The Boston Globe

AI for MBAs? One Harvard Business School lecturer giving it a shot.

- By Aaron Pressman

Students given access to coursespec­ific chatbot

The 250 Harvard Business School students who signed up for the popular “Launching Tech Ventures” class last fall got the usual lectures filled with case studies of startups and visits from successful entreprene­urs. But they also had access to a specially trained digital assistant to help with their coursework, one powered by the same artificial intelligen­ce technology behind ChatGPT.

Students could ask the bot, dubbed

ChatLTV, to help with analysis of a case study, find definition­s of unfamiliar terms, or even see when professors were holding office hours.

The bot was the brainchild of senior lecturer Jeff Bussgang, who developed the course and is also cofounder and general partner at Boston VC firm Flybridge Capital Partners.

Jaron Wright, a second-year business school student who took the class, said ChatLTV was almost like having Bussgang on call 24 hours a day to answer questions.

In one case study, about software firm AllSpice, Wright used the bot to help compare different sales models. “With all HBS cases, there’s no one right answer,” Wright said. “It’s not like I could just plug things in and get the answer. But it was the ability to change the variables and see what affected the outcome most. And then I got to the point where I’m actually utilizing my brain and getting past the basics pretty quickly.”

ChatLTV started out as an experiment to see if training an AI system with case studies from the class and related material would produce a chatbot worth chatting with. “I wasn’t sure it would work and I wasn’t sure it would be very interestin­g,” Bussgang said.

He first got the idea about a year ago while brainstorm­ing ideas for a summer project for his college-age son. Helping dad build a chatbot ultimately didn’t appeal to the computer science major, so Bussgang recruited a former student to write the code and another to test it.

The material used to train the bot, in

cluding more than 50 case studies, two books, and numerous spreadshee­ts and PowerPoint decks, was proprietar­y and copyrighte­d.
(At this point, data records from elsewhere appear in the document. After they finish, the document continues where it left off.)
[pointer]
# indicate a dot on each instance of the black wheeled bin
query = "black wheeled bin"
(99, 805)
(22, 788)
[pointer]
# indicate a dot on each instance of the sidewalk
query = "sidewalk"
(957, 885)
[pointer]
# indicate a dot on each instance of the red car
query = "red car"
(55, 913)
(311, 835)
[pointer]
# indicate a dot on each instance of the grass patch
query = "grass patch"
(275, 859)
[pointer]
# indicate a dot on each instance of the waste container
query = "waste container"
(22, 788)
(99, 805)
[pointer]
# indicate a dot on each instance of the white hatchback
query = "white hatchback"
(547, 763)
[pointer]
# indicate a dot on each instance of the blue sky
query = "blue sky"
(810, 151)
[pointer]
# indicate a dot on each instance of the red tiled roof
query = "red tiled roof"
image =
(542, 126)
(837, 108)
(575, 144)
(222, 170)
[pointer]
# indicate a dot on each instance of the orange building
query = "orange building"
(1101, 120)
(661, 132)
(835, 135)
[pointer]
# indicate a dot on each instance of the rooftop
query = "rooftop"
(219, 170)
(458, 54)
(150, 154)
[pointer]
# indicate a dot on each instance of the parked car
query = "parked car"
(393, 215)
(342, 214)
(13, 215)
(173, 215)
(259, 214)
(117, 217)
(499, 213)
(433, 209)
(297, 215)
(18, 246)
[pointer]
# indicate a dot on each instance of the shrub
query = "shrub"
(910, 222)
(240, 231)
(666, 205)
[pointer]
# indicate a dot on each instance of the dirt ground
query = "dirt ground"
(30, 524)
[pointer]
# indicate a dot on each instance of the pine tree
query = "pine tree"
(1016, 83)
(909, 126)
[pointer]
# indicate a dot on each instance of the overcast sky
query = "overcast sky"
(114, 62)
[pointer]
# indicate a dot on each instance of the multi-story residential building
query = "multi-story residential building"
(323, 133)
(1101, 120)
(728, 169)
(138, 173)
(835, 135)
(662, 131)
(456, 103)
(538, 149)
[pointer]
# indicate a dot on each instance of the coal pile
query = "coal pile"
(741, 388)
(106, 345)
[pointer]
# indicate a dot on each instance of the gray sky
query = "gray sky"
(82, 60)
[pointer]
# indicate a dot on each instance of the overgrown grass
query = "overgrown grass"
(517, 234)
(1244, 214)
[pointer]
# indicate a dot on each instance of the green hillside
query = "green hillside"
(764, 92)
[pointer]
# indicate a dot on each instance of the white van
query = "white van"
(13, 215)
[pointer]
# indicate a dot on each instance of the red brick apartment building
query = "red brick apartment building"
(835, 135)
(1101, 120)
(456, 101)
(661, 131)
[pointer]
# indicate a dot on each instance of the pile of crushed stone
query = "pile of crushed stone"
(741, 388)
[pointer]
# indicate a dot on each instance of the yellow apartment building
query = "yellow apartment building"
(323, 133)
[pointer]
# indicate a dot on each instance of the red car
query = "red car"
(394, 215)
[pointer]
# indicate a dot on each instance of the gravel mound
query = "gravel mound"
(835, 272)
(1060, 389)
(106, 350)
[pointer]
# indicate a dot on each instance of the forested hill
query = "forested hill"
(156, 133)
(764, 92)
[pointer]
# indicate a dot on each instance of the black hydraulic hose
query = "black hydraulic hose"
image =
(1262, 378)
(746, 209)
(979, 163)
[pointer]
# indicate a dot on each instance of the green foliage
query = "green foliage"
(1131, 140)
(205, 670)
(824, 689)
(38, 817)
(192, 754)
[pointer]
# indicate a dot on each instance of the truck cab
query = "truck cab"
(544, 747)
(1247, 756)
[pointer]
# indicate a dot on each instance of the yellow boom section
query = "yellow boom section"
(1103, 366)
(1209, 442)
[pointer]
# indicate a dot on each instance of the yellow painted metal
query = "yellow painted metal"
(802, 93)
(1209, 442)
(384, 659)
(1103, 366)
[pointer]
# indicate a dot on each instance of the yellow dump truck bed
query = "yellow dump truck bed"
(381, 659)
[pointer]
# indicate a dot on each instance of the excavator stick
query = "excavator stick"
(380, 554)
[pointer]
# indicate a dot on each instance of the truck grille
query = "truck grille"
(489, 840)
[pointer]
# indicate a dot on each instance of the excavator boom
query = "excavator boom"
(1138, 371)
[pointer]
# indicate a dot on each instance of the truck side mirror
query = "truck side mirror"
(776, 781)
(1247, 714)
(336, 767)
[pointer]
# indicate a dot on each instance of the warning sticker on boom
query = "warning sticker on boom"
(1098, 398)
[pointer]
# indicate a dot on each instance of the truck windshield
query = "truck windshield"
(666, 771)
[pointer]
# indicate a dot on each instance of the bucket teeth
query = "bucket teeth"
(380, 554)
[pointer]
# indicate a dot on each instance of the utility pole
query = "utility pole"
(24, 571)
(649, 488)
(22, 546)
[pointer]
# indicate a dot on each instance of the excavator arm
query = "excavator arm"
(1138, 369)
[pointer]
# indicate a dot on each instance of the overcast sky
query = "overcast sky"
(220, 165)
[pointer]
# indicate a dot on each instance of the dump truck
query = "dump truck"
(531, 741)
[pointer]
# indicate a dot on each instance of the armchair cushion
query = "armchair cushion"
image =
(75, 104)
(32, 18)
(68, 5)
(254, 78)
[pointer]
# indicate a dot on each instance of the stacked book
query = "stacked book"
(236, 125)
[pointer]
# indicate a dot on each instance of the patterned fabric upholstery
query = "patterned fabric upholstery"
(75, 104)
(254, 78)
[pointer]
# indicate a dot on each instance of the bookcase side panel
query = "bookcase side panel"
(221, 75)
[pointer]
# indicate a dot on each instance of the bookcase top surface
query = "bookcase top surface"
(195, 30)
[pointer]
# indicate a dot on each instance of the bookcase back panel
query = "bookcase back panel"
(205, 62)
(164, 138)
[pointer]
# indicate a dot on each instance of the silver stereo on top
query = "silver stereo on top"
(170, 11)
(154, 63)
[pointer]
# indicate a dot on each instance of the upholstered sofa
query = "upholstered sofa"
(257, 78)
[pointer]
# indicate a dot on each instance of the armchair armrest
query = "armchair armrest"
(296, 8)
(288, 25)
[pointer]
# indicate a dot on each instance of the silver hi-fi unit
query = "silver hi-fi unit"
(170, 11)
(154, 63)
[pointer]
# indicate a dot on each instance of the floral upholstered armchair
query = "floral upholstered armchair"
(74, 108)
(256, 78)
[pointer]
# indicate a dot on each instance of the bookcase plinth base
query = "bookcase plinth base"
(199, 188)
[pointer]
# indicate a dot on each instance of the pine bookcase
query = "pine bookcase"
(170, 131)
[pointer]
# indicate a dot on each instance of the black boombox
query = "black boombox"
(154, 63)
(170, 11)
Bussgang couldn’t let any of it end up in the public version of ChatGPT run by OpenAI, so he used a version of the generative AI software running on Microsoft’s Azure cloud service that keeps data private. It took the team a few months to write and test about 17,000 lines of code.

ChatGPT and other generative AI apps are notorious for making up informatio­n, or “hallucinat­ing.” ChatLTV’s code forced the bot to stick to the material in its training data. Instead of making things up, the bot offers a blank when it isn’t sure of the answer.

This month, Bussgang explained ChatLTV to the entire HBS faculty (dressed as one of his business heroes, Steve Jobs). Harvard is planning wider use of AI chatbots in other courses, according to Brian Kenny, the business school’s chief marketing and communicat­ions officer. And the university is one of many experiment­ing with the technology. Georgia Tech developed an AI assistant called “Jill Watson” to help online students studying computer science.

Brian Smith, associate dean for research at Boston College’s Lynch School of Education and Human Developmen­t, said he is impressed with the early chatbot assistants at Harvard and Georgia Tech. But not all schools have the same resources, he warned. And he’d like to see more research into the bots’ impact on learning.

“I can imagine someone just filling a chatbot with course content and ending up with a knowledgea­ble tutor that acts nothing like a good teacher,” Smith said. “I’m not sure if these are worth the cost, but it’s worth studying them to see if students benefit from their use.”

Bussgang, who first worked at startups during the internet boom three decades ago, is planning to keep using ChatLTV and is building more generative AI apps for his classes. And he’s getting the same vibe from gen AI that he got from the internet back in the day.

“It’s going to just reduce the friction and expense of doing things so much that there will be a lot of room for innovation,” he said. “It feels like every day something amazing is happening.”